Guide to decrease the number of shards in your cluster

Potentially you created your tables with too many shards and want to rectify this situation. Some indications for too many shards can be:

  • you have many small shards with typical shard sizes being below 5GB, or
  • you have over-allocated the number of shards in your tables and are noticing performance degradation due to this, or
  • your cluster grew over time and you will hit the cluster.max_shards_per_node limit of 1000 shards per node soon

You likely want to take action. But what are your options?

Potentially your sharding strategy is fine

First, give it a thought if your sharding strategy is sound. Do you have correctly sized shards? Is your performance good? Do your business use cases require you to retain a specific amount of data which in turn requires a specific amount of shards?

If yes, you probably did something very right :raised_hands:. If you are going to hit the shard limit soon you should likely think about scaling your cluster by adding additional nodes to it.

If not though check out the options below.

Change number of shards for future partitions

If you have a partitioned table and no immediate action is required your easiest option is to change the number of shards going forward and leave old partitions at the old levels. Over time your retention policy will phase out your shard over-allocated partitions.

You can change the number of partitions going forward with the following command:

ALTER TABLE <table_name> SET (number_of_shards = <reduced_number_of_shards>);

Change sharding for an existing table

Given you want to retroactively change the number of shards for an existing table or partitions you need to follow a number of steps to execute this course of action. You have two possibilities to do this both with certain advantages and drawbacks:

Re-Create table

This is likely the easier option to execute.

First, create a second table with the desired number of shards. Afterwards, use an INSERT INTO SELECT to copy the data from the old table to the new table:

INSERT INTO <new_table_name> (SELECT * FROM <old_table_name>);

Finally, you can drop the old table and optionally rename the new table to the old table name.

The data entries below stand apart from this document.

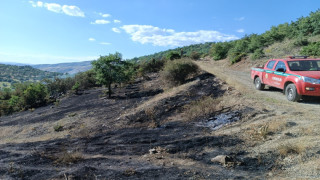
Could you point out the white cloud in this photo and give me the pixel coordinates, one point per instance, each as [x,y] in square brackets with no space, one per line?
[240,30]
[33,4]
[104,15]
[39,58]
[239,18]
[72,11]
[53,7]
[57,8]
[168,37]
[39,4]
[105,43]
[100,21]
[116,30]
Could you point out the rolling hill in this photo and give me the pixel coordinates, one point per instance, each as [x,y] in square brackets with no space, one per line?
[70,68]
[10,74]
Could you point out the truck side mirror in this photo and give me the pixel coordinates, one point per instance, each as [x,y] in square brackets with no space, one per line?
[281,70]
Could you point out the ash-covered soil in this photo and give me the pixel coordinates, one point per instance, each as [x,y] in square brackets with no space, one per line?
[141,133]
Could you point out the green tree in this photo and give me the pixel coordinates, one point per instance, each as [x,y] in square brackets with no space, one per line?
[35,95]
[220,50]
[172,55]
[108,69]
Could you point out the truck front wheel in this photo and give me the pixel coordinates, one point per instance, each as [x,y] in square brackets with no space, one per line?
[291,93]
[258,84]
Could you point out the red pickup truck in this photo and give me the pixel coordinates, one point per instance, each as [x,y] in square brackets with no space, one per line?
[297,76]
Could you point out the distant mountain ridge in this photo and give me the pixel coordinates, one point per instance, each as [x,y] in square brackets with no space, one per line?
[70,68]
[10,74]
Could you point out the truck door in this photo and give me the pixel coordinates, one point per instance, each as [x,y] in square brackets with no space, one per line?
[278,77]
[268,72]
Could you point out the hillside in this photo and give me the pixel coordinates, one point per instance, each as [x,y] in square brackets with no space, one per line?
[10,74]
[70,68]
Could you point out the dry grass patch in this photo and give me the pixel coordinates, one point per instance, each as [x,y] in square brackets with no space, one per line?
[167,94]
[262,131]
[292,148]
[202,108]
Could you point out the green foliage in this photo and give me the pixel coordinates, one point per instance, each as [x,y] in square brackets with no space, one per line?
[59,86]
[195,55]
[35,95]
[58,128]
[256,42]
[86,79]
[257,54]
[301,41]
[76,87]
[176,72]
[312,49]
[220,50]
[151,66]
[235,56]
[172,55]
[239,51]
[109,69]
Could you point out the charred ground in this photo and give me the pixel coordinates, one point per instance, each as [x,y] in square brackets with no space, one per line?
[143,132]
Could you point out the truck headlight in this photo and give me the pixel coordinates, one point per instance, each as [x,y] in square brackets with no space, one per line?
[311,80]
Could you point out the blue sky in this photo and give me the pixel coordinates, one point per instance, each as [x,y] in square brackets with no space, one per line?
[55,31]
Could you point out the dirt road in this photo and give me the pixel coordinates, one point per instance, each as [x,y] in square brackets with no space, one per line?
[294,126]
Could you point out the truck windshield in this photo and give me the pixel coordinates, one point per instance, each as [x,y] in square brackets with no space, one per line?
[312,65]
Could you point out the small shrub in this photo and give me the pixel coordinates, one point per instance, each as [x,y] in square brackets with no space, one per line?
[151,66]
[286,149]
[235,57]
[257,54]
[312,49]
[76,88]
[301,41]
[172,55]
[58,128]
[195,55]
[220,50]
[176,72]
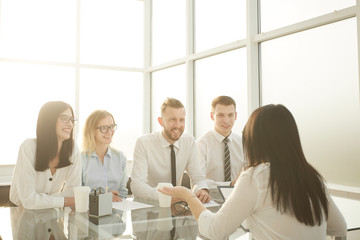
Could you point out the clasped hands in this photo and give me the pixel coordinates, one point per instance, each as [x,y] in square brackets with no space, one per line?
[180,193]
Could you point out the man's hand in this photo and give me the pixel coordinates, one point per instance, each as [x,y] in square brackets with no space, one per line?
[116,197]
[203,195]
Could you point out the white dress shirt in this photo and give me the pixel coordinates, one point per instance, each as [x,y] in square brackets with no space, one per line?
[39,190]
[152,164]
[111,173]
[211,154]
[250,204]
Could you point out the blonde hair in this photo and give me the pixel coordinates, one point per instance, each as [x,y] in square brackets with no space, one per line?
[171,102]
[91,124]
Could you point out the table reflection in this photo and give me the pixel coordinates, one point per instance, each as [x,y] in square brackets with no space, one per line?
[160,223]
[36,224]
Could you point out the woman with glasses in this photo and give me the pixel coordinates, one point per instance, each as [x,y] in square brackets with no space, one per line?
[103,167]
[48,167]
[279,195]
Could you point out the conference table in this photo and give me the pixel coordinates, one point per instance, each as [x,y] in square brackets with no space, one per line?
[141,219]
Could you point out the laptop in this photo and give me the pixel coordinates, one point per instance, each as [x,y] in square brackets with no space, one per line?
[225,191]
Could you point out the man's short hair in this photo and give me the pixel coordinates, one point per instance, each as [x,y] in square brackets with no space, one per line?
[171,102]
[223,100]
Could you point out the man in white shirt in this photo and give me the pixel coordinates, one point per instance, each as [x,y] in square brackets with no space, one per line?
[211,146]
[152,156]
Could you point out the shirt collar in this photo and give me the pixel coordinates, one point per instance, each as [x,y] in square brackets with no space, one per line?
[165,143]
[220,137]
[108,153]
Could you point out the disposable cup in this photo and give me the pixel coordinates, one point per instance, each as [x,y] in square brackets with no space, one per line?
[164,200]
[81,195]
[164,220]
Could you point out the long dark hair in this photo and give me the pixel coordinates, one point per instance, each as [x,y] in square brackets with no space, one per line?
[46,138]
[271,135]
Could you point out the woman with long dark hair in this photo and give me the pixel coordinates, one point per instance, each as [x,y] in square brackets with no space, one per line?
[279,195]
[48,167]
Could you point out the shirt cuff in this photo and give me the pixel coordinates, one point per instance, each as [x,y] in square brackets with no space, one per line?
[204,222]
[59,201]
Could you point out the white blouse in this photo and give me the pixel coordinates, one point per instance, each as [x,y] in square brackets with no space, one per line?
[250,204]
[39,190]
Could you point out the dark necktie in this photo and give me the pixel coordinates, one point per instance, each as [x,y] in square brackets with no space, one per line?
[227,165]
[173,166]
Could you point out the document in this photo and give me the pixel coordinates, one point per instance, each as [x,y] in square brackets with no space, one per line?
[212,203]
[127,205]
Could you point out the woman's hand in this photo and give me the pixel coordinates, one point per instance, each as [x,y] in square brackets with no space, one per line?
[69,202]
[203,195]
[179,192]
[116,197]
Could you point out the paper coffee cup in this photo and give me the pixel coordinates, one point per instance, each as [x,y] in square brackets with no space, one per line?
[81,195]
[164,200]
[164,220]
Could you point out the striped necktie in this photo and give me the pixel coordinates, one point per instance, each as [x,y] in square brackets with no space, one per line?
[173,166]
[227,165]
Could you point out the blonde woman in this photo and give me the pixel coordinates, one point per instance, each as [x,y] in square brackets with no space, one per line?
[103,166]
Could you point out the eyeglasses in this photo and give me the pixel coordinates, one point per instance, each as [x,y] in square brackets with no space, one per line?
[181,207]
[105,129]
[67,119]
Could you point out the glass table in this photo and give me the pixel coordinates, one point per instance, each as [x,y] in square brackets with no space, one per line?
[65,223]
[151,222]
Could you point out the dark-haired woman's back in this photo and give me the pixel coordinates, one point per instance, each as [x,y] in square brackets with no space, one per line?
[251,200]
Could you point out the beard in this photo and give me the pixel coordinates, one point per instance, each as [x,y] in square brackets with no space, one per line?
[173,136]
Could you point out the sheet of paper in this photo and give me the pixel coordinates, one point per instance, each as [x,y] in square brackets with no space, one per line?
[211,204]
[127,205]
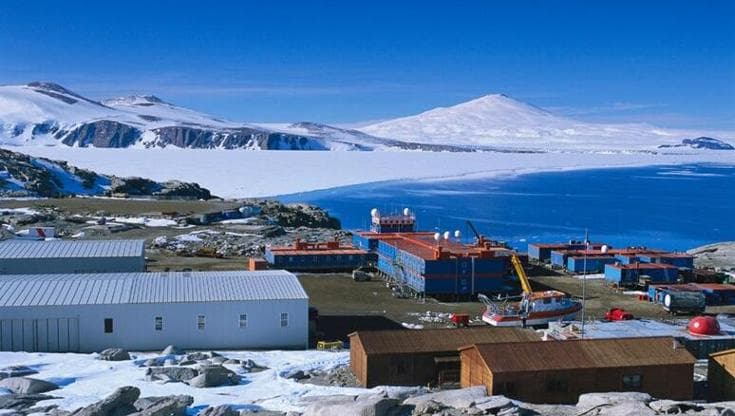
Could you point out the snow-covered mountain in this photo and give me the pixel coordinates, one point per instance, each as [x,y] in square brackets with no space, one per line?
[501,121]
[43,113]
[26,176]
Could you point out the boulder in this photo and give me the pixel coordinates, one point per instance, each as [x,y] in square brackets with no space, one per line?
[461,398]
[250,366]
[119,403]
[16,371]
[213,376]
[152,362]
[162,406]
[223,410]
[350,405]
[589,401]
[673,407]
[172,350]
[625,408]
[494,404]
[114,354]
[21,401]
[25,385]
[218,360]
[173,373]
[297,375]
[261,412]
[197,356]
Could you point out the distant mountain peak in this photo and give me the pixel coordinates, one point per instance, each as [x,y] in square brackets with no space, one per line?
[143,100]
[58,92]
[49,86]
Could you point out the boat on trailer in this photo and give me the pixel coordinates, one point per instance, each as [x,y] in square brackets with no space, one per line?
[533,308]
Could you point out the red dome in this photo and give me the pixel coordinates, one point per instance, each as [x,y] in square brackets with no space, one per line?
[704,325]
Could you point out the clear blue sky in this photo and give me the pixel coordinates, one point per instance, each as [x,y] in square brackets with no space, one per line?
[667,62]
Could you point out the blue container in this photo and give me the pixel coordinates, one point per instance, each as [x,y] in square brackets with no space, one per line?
[558,258]
[594,264]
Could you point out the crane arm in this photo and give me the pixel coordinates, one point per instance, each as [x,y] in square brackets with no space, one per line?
[474,230]
[518,266]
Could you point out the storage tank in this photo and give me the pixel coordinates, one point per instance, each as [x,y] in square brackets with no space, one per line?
[675,301]
[704,325]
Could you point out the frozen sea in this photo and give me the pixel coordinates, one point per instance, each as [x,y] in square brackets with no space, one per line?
[669,207]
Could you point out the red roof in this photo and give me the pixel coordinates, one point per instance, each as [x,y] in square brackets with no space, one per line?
[423,245]
[290,251]
[643,266]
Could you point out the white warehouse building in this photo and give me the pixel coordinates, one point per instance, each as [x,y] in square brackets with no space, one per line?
[147,311]
[71,256]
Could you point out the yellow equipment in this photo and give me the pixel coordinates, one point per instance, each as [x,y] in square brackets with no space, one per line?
[525,284]
[329,345]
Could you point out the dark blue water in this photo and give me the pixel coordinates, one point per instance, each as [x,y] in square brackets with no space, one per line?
[669,207]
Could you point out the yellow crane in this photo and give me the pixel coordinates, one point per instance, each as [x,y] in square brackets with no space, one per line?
[518,266]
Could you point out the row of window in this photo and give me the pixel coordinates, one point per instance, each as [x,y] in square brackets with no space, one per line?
[631,382]
[201,322]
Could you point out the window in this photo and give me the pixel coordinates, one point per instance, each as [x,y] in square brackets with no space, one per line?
[508,388]
[631,381]
[556,385]
[108,325]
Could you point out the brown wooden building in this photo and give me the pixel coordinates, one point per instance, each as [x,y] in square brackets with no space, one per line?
[420,357]
[559,371]
[721,376]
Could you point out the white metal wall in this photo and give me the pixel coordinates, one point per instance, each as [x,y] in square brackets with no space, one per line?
[80,328]
[73,265]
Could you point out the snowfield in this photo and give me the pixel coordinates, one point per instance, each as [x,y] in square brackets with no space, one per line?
[85,380]
[239,173]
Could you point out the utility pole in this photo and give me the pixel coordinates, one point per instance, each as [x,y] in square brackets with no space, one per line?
[584,277]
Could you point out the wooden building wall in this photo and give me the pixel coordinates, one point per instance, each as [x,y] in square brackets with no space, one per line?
[565,386]
[721,377]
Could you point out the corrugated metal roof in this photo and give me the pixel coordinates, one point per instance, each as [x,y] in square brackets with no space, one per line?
[437,340]
[588,353]
[163,287]
[19,249]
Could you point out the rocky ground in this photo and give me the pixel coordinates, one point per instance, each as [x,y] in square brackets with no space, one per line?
[719,256]
[26,176]
[178,234]
[27,397]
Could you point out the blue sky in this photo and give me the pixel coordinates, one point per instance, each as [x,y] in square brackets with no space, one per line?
[666,62]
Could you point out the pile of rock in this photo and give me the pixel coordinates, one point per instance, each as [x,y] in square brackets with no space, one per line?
[24,393]
[475,401]
[114,354]
[197,369]
[229,240]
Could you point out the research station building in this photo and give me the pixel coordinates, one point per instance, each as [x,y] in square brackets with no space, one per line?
[147,311]
[420,357]
[71,256]
[559,371]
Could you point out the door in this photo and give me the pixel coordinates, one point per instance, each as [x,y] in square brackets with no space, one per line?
[40,335]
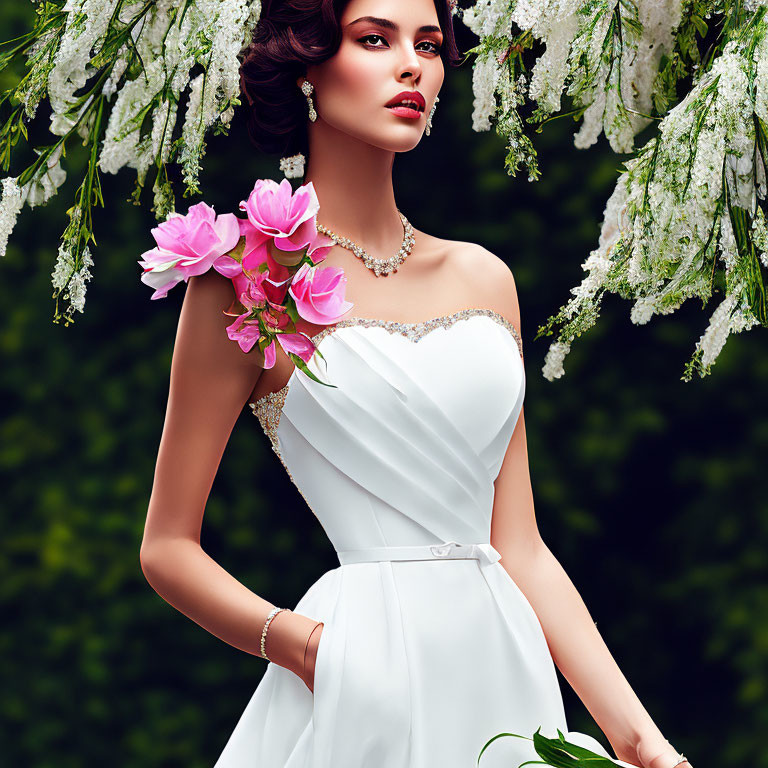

Change number of shards in place

It is also possible to change the number of shards in place but certain restrictions apply:

  • You need a node that is capable to hold the data of the whole table
  • The new number of shards must be a factor of the current number of shards (e.g. if you currently have 15 shards you can reduce to either 5, 3, or 1 shard)
  • During this process, you will not have any replicas of your shards which could potentially lead to data loss if you should lose this node during the operation
  • If you have replicas configured your data health check will temporarily switch to orange

If you are ok with these you can proceed by following these steps:

  1. First, we will allocate all shards to a specific node:

    ALTER TABLE <table_name> SET ("routing.allocation.require._name" = '<selected_node_name>');
    
  2. Once this process is finished you need to set the table into read-only mode:

    ALTER TABLE <table_name> SET ("blocks.write" = true);
    
  3. Now reduce the number of shards to the desired number (only factors of the current number of shards are valid):

    ALTER TABLE <table_name> SET (number_of_shards = 5);
    
  4. Finally, remove the read-only mode and the allocation filter:

    ALTER TABLE <table_name> RESET ("routing.allocation.require._name", "blocks.write");
    
3 Likes

Hi @jayeff , Is it possible to reduce the shards for certain partitions only? e.g. if the partition is on workday and I would want only few days to have less shards. And this is required after the data is ingested for those days.

@vinayak.shukre

Yes you have to use the ALTER TABLE with PARTITION

e.g.

ALTER TABLE <table_name> PARTITION (partition_column = value [ , ... ]) SET (number_of_shards = 5);

It is easier to do that beforehand though.

also see

Thanks. Will try this. I thought this will only work before creating the partitions. I have tried it that way.